More people to receive threat information
Ozment said the White House is committed to significantly increasing the timeliness, the volume and the quality of the information the government shares with private industry. One way agencies will try to keep critical infrastructure operators better informed is to expand the number of people in those industries who have security clearances. The White House realizes the clearance process has been inadequate so far, he said.
"We hear time and again from people in the critical infrastructure sectors that they need more clearances. They say, 'Look, we have one person in our company with a clearance. He receives the threat information but doesn't have the operational abilities to respond.' Or conversely, operators can get the granular information, but they lack the strategic threat picture," he said. "We hear that message, so the executive order directs DHS to prioritize and increase the issuance of clearances to critical infrastructure owners and operators. DHS had a program for doing that and it was on hiatus for about a year-and-a-half for lots of bureaucratic reasons, which we have conquered."

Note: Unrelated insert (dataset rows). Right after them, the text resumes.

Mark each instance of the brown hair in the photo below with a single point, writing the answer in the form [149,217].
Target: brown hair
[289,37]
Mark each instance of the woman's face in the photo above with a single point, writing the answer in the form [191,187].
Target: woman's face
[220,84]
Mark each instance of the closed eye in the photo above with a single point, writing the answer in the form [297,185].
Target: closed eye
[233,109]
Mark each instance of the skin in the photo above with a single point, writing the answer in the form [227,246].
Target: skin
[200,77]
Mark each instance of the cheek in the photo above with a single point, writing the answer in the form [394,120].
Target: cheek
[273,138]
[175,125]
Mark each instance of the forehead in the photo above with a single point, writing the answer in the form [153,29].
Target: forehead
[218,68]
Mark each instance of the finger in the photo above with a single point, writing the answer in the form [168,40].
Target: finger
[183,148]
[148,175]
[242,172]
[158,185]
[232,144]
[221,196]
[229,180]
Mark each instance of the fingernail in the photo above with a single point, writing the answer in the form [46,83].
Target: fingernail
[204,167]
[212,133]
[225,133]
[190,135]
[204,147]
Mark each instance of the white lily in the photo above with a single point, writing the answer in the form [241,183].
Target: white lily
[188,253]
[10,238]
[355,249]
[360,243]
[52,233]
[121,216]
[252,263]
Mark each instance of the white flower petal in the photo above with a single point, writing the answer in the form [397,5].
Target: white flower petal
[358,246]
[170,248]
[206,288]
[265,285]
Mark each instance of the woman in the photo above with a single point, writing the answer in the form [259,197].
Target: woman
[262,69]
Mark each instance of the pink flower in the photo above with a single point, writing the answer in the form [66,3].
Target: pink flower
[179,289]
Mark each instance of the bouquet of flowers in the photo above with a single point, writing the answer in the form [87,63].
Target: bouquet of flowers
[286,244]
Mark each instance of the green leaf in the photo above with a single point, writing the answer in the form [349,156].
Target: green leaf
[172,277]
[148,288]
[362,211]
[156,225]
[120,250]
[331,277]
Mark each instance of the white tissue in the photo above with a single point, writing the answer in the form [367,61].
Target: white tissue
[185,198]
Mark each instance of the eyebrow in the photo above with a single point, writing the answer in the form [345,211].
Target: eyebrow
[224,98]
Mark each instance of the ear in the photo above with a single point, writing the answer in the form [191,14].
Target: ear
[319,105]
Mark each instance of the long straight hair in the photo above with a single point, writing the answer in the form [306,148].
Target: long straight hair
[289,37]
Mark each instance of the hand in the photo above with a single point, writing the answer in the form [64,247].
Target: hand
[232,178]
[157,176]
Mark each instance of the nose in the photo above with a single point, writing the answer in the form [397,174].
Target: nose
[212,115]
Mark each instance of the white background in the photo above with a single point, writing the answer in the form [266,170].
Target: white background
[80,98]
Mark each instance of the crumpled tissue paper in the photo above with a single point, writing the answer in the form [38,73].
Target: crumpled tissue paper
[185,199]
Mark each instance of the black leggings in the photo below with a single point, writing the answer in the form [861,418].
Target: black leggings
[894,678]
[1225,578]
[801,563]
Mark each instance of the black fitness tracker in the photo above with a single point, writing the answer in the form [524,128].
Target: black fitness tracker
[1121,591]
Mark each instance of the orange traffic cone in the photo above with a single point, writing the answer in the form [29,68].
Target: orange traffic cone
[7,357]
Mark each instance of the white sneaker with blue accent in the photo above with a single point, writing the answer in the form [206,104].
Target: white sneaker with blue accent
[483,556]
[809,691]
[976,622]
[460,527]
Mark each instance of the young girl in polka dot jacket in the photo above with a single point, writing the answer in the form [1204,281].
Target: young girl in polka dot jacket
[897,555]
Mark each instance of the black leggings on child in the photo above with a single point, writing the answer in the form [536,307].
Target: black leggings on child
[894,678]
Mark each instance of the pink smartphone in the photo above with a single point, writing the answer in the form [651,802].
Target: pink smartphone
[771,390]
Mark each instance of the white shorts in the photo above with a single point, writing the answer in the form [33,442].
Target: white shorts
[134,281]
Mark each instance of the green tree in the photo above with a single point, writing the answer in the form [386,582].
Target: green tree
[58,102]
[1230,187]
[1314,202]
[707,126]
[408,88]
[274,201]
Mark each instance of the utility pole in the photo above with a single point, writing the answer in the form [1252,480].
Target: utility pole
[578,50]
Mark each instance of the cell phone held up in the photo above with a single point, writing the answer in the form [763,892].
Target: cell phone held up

Clearances, however, can't be the only answer. There are, Ozment said, simply far too many people in the universe of critical infrastructure operators who need to understand cybersecurity issues to grant clearances to all of them. The White House hopes the Enhanced Cybersecurity Services (ECS) program — formerly known as the Defense Industrial Base pilot — will fill that gap. The Defense Department already has been using the program to share cyber threat signatures with a handful of Internet service providers, so that they, in-turn, can offer protection to defense companies as a managed service.
"To use an analogy, let's say you're a military base and you want to protect the perimeter, so you have a guardhouse at the entrance to the base. In our scenario, you've contracted that guardhouse out, and they can deal with classified information. So the government gives them a classified photo of a bad guy and says 'Don't let this guy into the base', but the people inside the base don't get to see that photo," he said. "So you're receiving the protection if you're on base, but we're also not revealing the classified information too broadly. That's essentially the concept behind ECS."
Advanced understanding needed
At the same time though, Ozment said agencies continue to struggle over concerns that some companies who operate critical infrastructure don't have the capacity or know-how to understand and react to cyber threats adequately. In those cases, information sharing isn't good enough.
"What we've found is unless an organization has a basic level of cybersecurity defenses, there's no amount of sharing we can do that will make them successful," he said. "The guardhouse works if it's on the road to the base. But if you don't know how many roads are going in and out of your base, you can't put guardhouses on them, and having a photo of the bad guy does you no good if you have no understanding of the roads that are entering and exiting your base. That's the situation we find sometimes in critical infrastructure."